Imagine you are reading an article about the principles of population control. As you read, you realize that you can develop a simulator which illustrates in a vivid visual form one of the main principles described in the article, and provides a sandbox for readers to play with and better understand that principle. After dropping a (favourably received) note to the authors, and a little work, you’ve put together a nice simulation. After a bit of back and forth with the authors, a link to your simulation is now integrated into the article. Anyone reading the article can now click on the relevant equation and will immediately see your simulation (and, if they like, the source code). A few months later, someone takes up your source code and develops the simulation further, improving the reader experience still further.

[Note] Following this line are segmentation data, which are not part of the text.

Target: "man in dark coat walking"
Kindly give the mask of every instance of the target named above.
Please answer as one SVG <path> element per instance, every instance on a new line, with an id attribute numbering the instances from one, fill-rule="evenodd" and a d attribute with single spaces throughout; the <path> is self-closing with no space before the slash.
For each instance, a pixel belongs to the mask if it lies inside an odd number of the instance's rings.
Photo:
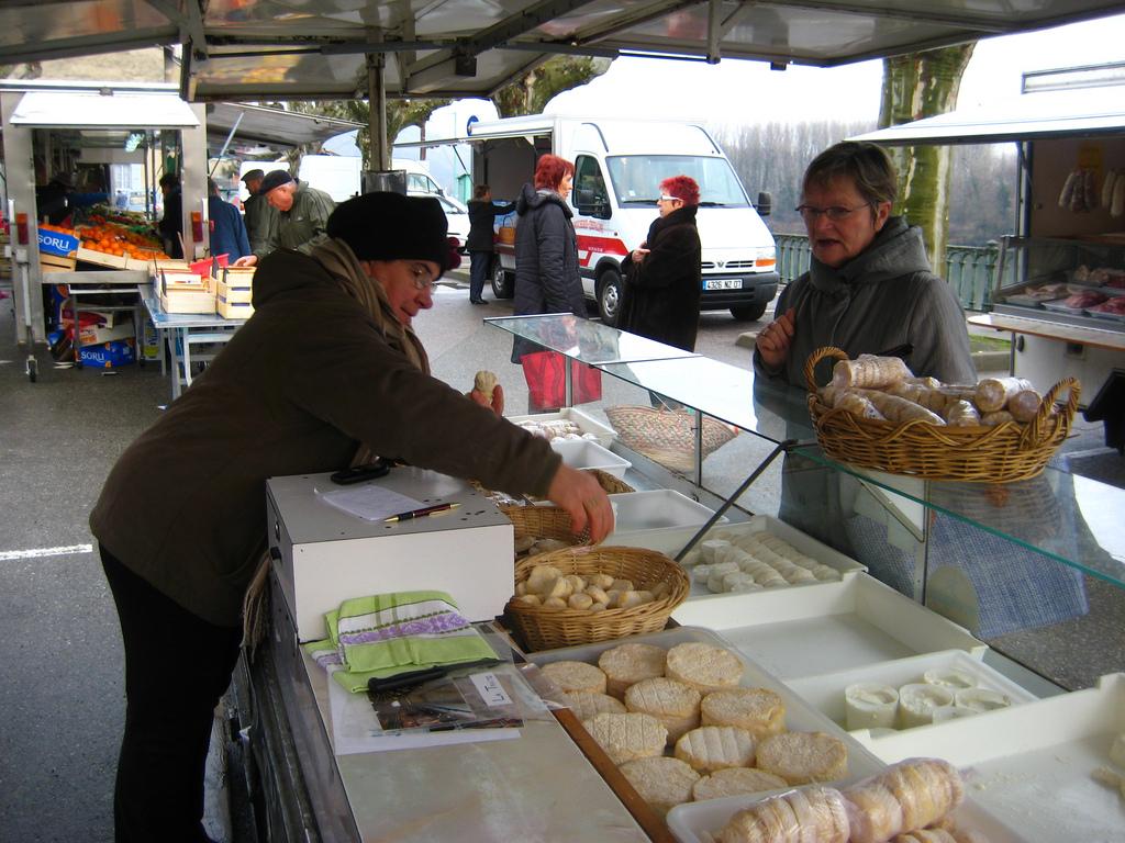
<path id="1" fill-rule="evenodd" d="M 648 238 L 621 263 L 622 330 L 695 351 L 702 283 L 699 202 L 694 179 L 675 175 L 660 182 L 660 216 L 649 226 Z"/>
<path id="2" fill-rule="evenodd" d="M 492 189 L 487 184 L 477 184 L 472 190 L 472 201 L 469 202 L 469 237 L 465 251 L 469 253 L 469 301 L 484 305 L 482 298 L 485 290 L 485 279 L 492 268 L 496 244 L 493 239 L 493 221 L 515 210 L 515 202 L 494 205 Z"/>

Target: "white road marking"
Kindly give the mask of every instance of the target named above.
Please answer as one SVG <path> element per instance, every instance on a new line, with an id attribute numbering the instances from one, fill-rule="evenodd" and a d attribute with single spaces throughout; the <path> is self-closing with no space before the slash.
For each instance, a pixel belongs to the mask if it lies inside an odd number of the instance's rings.
<path id="1" fill-rule="evenodd" d="M 72 544 L 66 547 L 33 547 L 29 551 L 0 551 L 0 562 L 14 559 L 40 559 L 43 556 L 73 556 L 78 553 L 93 553 L 92 544 Z"/>

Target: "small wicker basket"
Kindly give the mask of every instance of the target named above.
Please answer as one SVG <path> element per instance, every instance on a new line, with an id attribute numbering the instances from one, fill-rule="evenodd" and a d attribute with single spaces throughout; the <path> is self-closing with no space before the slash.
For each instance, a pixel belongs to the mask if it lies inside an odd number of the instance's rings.
<path id="1" fill-rule="evenodd" d="M 994 427 L 943 427 L 912 420 L 856 418 L 828 407 L 817 392 L 817 364 L 825 357 L 847 360 L 832 346 L 818 348 L 804 363 L 809 384 L 809 413 L 817 442 L 834 460 L 891 474 L 927 480 L 1007 483 L 1040 474 L 1063 439 L 1078 409 L 1081 391 L 1073 378 L 1059 381 L 1043 397 L 1035 418 L 1027 424 L 1006 422 Z M 1055 408 L 1063 390 L 1066 404 Z"/>
<path id="2" fill-rule="evenodd" d="M 536 565 L 554 565 L 564 574 L 579 577 L 608 573 L 614 579 L 632 580 L 638 586 L 667 582 L 669 589 L 651 602 L 604 611 L 547 609 L 510 600 L 506 615 L 529 652 L 658 632 L 691 591 L 683 568 L 663 553 L 640 547 L 568 547 L 540 553 L 516 563 L 516 583 L 525 581 Z"/>

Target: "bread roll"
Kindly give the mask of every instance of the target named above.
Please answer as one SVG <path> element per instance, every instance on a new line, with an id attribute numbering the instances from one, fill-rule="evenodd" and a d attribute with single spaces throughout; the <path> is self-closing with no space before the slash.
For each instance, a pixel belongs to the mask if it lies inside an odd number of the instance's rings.
<path id="1" fill-rule="evenodd" d="M 832 781 L 847 776 L 847 746 L 824 732 L 783 732 L 758 745 L 757 765 L 790 785 Z"/>
<path id="2" fill-rule="evenodd" d="M 668 729 L 668 743 L 700 725 L 700 692 L 675 679 L 642 679 L 626 691 L 626 708 L 650 714 Z"/>
<path id="3" fill-rule="evenodd" d="M 719 843 L 847 843 L 847 804 L 832 788 L 803 788 L 740 810 Z"/>
<path id="4" fill-rule="evenodd" d="M 614 764 L 664 753 L 668 729 L 647 714 L 597 714 L 583 727 Z"/>
<path id="5" fill-rule="evenodd" d="M 705 799 L 721 799 L 739 794 L 759 794 L 789 787 L 780 776 L 767 773 L 753 767 L 727 767 L 704 776 L 692 788 L 692 798 L 701 803 Z"/>
<path id="6" fill-rule="evenodd" d="M 560 661 L 544 664 L 540 670 L 565 694 L 570 691 L 605 694 L 605 674 L 593 664 Z"/>
<path id="7" fill-rule="evenodd" d="M 497 378 L 495 372 L 489 372 L 487 369 L 482 369 L 479 372 L 477 372 L 476 378 L 472 379 L 472 388 L 477 390 L 477 392 L 480 392 L 484 396 L 486 396 L 490 401 L 493 392 L 496 389 L 496 381 Z"/>
<path id="8" fill-rule="evenodd" d="M 840 360 L 832 366 L 832 386 L 837 389 L 884 389 L 912 377 L 901 357 L 861 354 L 856 360 Z"/>
<path id="9" fill-rule="evenodd" d="M 700 703 L 704 726 L 737 726 L 758 741 L 785 731 L 785 701 L 767 688 L 713 691 Z"/>
<path id="10" fill-rule="evenodd" d="M 672 808 L 692 800 L 692 788 L 700 774 L 683 761 L 663 755 L 641 758 L 621 764 L 633 790 L 657 814 L 664 816 Z"/>
<path id="11" fill-rule="evenodd" d="M 675 755 L 700 772 L 754 763 L 754 737 L 734 726 L 700 726 L 676 741 Z"/>
<path id="12" fill-rule="evenodd" d="M 565 703 L 570 704 L 574 716 L 579 720 L 588 720 L 598 714 L 624 714 L 626 707 L 619 699 L 608 694 L 593 691 L 568 691 L 562 695 Z"/>
<path id="13" fill-rule="evenodd" d="M 664 674 L 706 695 L 737 686 L 745 670 L 741 660 L 722 647 L 687 642 L 668 651 Z"/>
<path id="14" fill-rule="evenodd" d="M 1034 389 L 1022 389 L 1008 399 L 1006 409 L 1011 414 L 1014 419 L 1027 424 L 1035 418 L 1035 414 L 1040 411 L 1042 404 L 1043 396 Z"/>
<path id="15" fill-rule="evenodd" d="M 1023 378 L 982 378 L 976 383 L 973 404 L 981 413 L 1002 410 L 1009 398 L 1025 389 L 1035 388 L 1030 381 Z"/>

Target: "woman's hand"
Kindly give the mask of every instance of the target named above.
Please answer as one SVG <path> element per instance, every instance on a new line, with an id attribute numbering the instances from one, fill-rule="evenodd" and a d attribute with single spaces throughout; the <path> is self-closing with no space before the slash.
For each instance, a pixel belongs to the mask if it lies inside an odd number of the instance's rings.
<path id="1" fill-rule="evenodd" d="M 486 407 L 495 413 L 497 416 L 504 415 L 504 388 L 498 383 L 493 387 L 492 399 L 482 392 L 479 389 L 471 389 L 468 392 L 469 399 L 479 404 L 482 407 Z"/>
<path id="2" fill-rule="evenodd" d="M 789 347 L 793 343 L 793 316 L 795 310 L 790 308 L 780 318 L 772 323 L 758 334 L 754 341 L 762 362 L 771 369 L 780 369 L 789 359 Z"/>
<path id="3" fill-rule="evenodd" d="M 588 471 L 559 464 L 547 497 L 569 513 L 575 533 L 588 527 L 590 537 L 595 544 L 613 532 L 610 496 Z"/>

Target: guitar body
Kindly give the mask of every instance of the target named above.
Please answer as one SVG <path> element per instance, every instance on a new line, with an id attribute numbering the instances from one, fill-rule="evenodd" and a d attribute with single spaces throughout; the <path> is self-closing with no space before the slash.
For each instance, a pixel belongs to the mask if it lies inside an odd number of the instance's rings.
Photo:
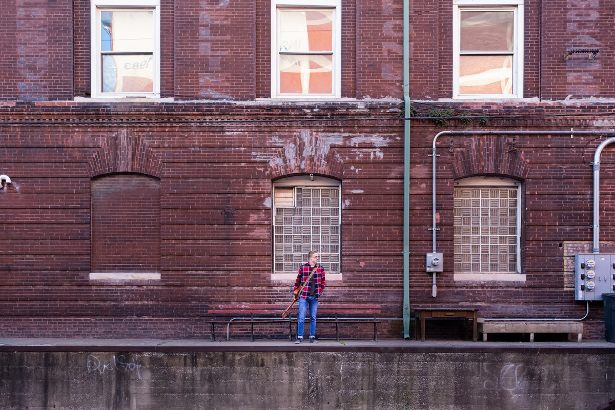
<path id="1" fill-rule="evenodd" d="M 315 273 L 316 272 L 316 269 L 317 269 L 318 267 L 320 266 L 320 264 L 318 264 L 315 266 L 314 266 L 314 270 L 312 270 L 312 273 L 309 274 L 309 276 L 308 276 L 308 278 L 306 279 L 306 281 L 303 282 L 303 284 L 293 291 L 293 295 L 295 296 L 295 299 L 293 299 L 293 301 L 290 302 L 290 304 L 288 305 L 288 307 L 286 308 L 285 310 L 284 310 L 284 313 L 282 313 L 282 319 L 286 317 L 287 313 L 288 313 L 288 310 L 290 310 L 290 308 L 293 307 L 293 305 L 295 304 L 295 302 L 299 300 L 300 298 L 299 295 L 301 294 L 301 291 L 303 290 L 303 288 L 305 287 L 306 285 L 308 284 L 308 282 L 309 282 L 310 279 L 312 278 L 312 277 L 314 276 L 314 273 Z"/>

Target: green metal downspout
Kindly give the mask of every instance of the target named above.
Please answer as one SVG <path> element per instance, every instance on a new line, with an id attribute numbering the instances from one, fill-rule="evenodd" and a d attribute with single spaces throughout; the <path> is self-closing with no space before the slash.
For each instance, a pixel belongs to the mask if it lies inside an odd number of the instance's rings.
<path id="1" fill-rule="evenodd" d="M 410 117 L 410 0 L 403 0 L 403 116 Z M 410 337 L 410 121 L 403 122 L 403 338 Z"/>

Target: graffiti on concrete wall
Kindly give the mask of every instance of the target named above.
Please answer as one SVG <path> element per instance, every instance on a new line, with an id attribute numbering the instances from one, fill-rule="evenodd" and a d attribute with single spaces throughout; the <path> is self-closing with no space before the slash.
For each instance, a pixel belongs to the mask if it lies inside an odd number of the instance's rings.
<path id="1" fill-rule="evenodd" d="M 104 374 L 106 371 L 124 371 L 126 373 L 135 372 L 137 377 L 141 380 L 141 368 L 143 365 L 139 363 L 138 357 L 133 356 L 128 358 L 125 355 L 113 355 L 109 360 L 101 360 L 97 356 L 89 355 L 87 357 L 87 373 L 98 372 Z"/>

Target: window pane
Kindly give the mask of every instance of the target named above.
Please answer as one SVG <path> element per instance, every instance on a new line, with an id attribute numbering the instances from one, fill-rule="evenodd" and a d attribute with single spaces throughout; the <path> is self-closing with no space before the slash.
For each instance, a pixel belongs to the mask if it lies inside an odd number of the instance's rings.
<path id="1" fill-rule="evenodd" d="M 277 192 L 280 188 L 276 187 L 274 189 Z M 285 187 L 284 189 L 287 188 Z M 305 261 L 304 260 L 305 254 L 315 249 L 320 252 L 320 262 L 327 273 L 339 273 L 339 263 L 334 263 L 339 261 L 339 218 L 336 218 L 334 221 L 331 218 L 320 218 L 315 216 L 322 214 L 330 215 L 334 211 L 339 214 L 339 201 L 336 202 L 338 205 L 332 206 L 328 203 L 325 206 L 320 202 L 322 198 L 338 198 L 339 190 L 327 187 L 303 189 L 296 187 L 296 190 L 295 192 L 298 193 L 301 192 L 302 200 L 296 201 L 295 208 L 279 208 L 277 207 L 277 202 L 274 203 L 274 214 L 276 216 L 274 219 L 273 226 L 274 262 L 276 272 L 296 273 L 299 266 Z M 306 203 L 311 203 L 311 205 L 305 205 Z M 279 218 L 277 216 L 280 210 L 283 211 L 285 215 L 288 212 L 289 215 L 293 215 L 295 211 L 298 211 L 300 215 L 303 214 L 305 217 Z M 285 234 L 288 230 L 292 232 L 293 235 L 279 235 L 279 231 L 280 229 Z M 291 242 L 293 246 L 286 247 L 285 245 Z M 284 244 L 285 246 L 280 248 L 278 246 L 278 244 L 280 243 Z M 280 261 L 284 263 L 278 263 Z"/>
<path id="2" fill-rule="evenodd" d="M 101 51 L 154 51 L 154 12 L 101 11 Z"/>
<path id="3" fill-rule="evenodd" d="M 280 92 L 285 94 L 330 94 L 332 55 L 280 56 Z"/>
<path id="4" fill-rule="evenodd" d="M 333 11 L 280 10 L 280 51 L 332 52 Z"/>
<path id="5" fill-rule="evenodd" d="M 103 55 L 103 92 L 153 92 L 151 54 Z"/>
<path id="6" fill-rule="evenodd" d="M 458 187 L 454 190 L 456 198 L 467 196 L 491 197 L 497 198 L 508 194 L 509 188 L 501 189 L 489 187 Z M 511 196 L 512 196 L 511 193 Z M 454 203 L 455 210 L 462 213 L 466 210 L 474 210 L 480 207 L 480 211 L 487 213 L 499 214 L 502 209 L 507 210 L 516 203 L 516 192 L 514 197 L 502 199 L 495 201 L 480 201 L 478 203 L 471 202 L 458 202 Z M 500 208 L 500 207 L 502 208 Z M 456 218 L 454 219 L 453 245 L 454 267 L 457 272 L 497 273 L 516 272 L 517 254 L 516 227 L 517 218 L 502 216 L 499 218 L 480 218 L 480 225 L 472 218 Z M 510 230 L 514 227 L 513 232 Z M 487 226 L 488 225 L 488 226 Z M 477 231 L 475 232 L 475 230 Z M 480 231 L 480 235 L 477 234 Z M 468 232 L 472 235 L 469 235 Z M 466 263 L 470 262 L 472 263 Z M 514 269 L 510 266 L 514 263 Z"/>
<path id="7" fill-rule="evenodd" d="M 462 11 L 460 18 L 462 52 L 513 50 L 514 12 Z"/>
<path id="8" fill-rule="evenodd" d="M 512 94 L 512 56 L 460 56 L 459 93 Z"/>

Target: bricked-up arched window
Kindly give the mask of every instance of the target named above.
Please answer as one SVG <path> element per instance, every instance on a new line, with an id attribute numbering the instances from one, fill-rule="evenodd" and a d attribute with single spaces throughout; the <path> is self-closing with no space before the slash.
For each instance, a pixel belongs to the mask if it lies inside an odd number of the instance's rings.
<path id="1" fill-rule="evenodd" d="M 312 249 L 320 253 L 327 277 L 341 273 L 341 192 L 339 181 L 323 176 L 314 181 L 309 175 L 292 176 L 274 183 L 274 275 L 296 275 Z"/>
<path id="2" fill-rule="evenodd" d="M 471 177 L 455 181 L 456 279 L 460 279 L 458 274 L 520 272 L 520 188 L 519 181 L 501 178 Z"/>
<path id="3" fill-rule="evenodd" d="M 116 174 L 92 179 L 92 279 L 160 278 L 160 179 Z"/>

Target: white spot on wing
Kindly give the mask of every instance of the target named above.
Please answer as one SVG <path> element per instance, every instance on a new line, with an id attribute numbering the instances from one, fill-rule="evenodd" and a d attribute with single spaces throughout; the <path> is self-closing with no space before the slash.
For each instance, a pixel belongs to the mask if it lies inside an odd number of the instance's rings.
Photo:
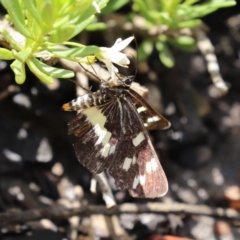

Imagine reading Einstein’s original articles on special relativity, and being able to link directly to simulations (or, even better, fully-fledged computer games) that vividly demonstrate the effects of length contraction, time dilation, and so on. In mathematical disciplines, this kind of content enhancement might even be done semi-automatically. The tools could gradually integrate the ability to make inferences and connections – “The automated reasoning software has discovered a simplification of Equation 3; would you like to view the simplification now?”

Similar types of content enhancement could, of course, be used in all disciplines. Graphs, videos, explanations, commentary, background material, data sets, source code, experimental procedures, links to wikipedia, links to other related papers, links to related pedagogical materials, talks, media releases – all these and more could be integrated more thoroughly into research publishing. Furthermore, rather than being second-class add-ons to “real” research publications, a well-designed citation and archival system would ensure that all these forms have the status of first-class research publications, raising their stature, and helping ensure that people put more effort into adding value in these ways.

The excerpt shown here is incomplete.